Worms W.M.D is pretty straightforward — you’re worms, and you’re trying to get rid of the other team of worms by shooting various weapons at them. It has single player and multiplayer options or you can play against people online. It’s set up in a very orderly way, and as someone who is deeply anal retentive, I appreciate that. You alternate turns with your opponent and have a set amount of time to make your move before it switches over to the other player. All of that cuts down on a lot of arguments, and that always get an A+ from me. But after doing a few training rounds and learning how to aim and fire, I worried that, even for a tech idiot like me, this game might be a little…well…boring.

Worms tries to make what is fairly simple gameplay a little more interesting through its characters, which are, in case you missed it, worms. You get to choose which kind of worm team you want, which determines what your worms look and sound like. For the first round, my son picked Team Gav (I still have no clue what that means), and I picked Team Tasty because yum. My son put us in the “Orient” background and away we went.

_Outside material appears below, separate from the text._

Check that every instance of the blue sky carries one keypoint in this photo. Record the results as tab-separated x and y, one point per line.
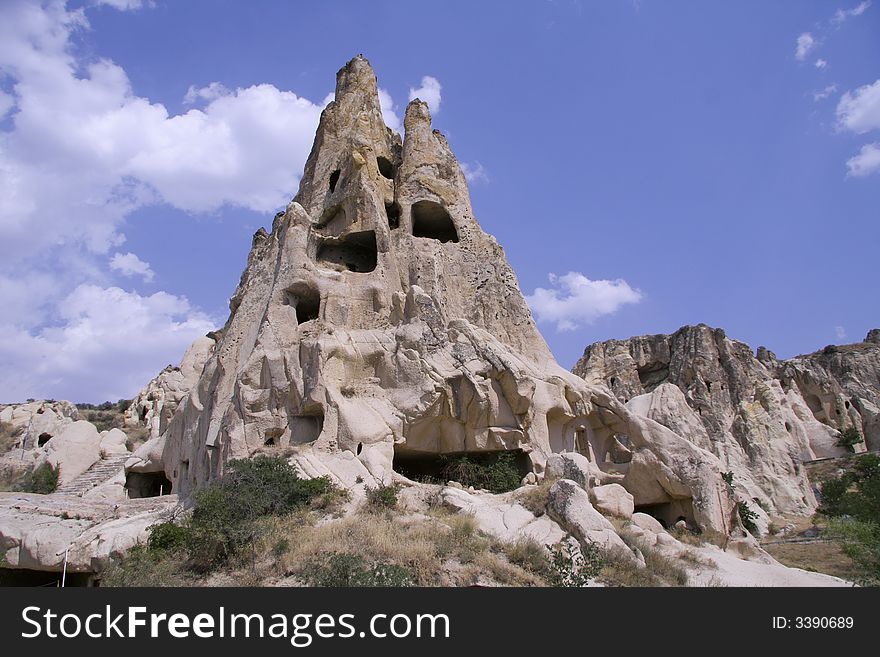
644	164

Both teams of worms had British accents, which I was not expecting because I always assumed most worms were from France. They squeak as they inch along and say things like, “Watch this,” and “Do something!” I heard that second one a lot because my son gave us access to all the weapons available, which show up looking like thumbnail images of colorful Rorschach tests in a box on the side of your screen. He kept yelling at me to launch a Concrete Donkey, and instead I picked what turned out to be a sheep that, if you throw it in time, turns into a bomb that destroys your enemies. Spoiler alert: I did not throw it in time. I also got to test out the Holy Hand Grenade, which played the start of the Hallelujah chorus before exploding. As a Monty Python fan, I enjoyed that a whole lot.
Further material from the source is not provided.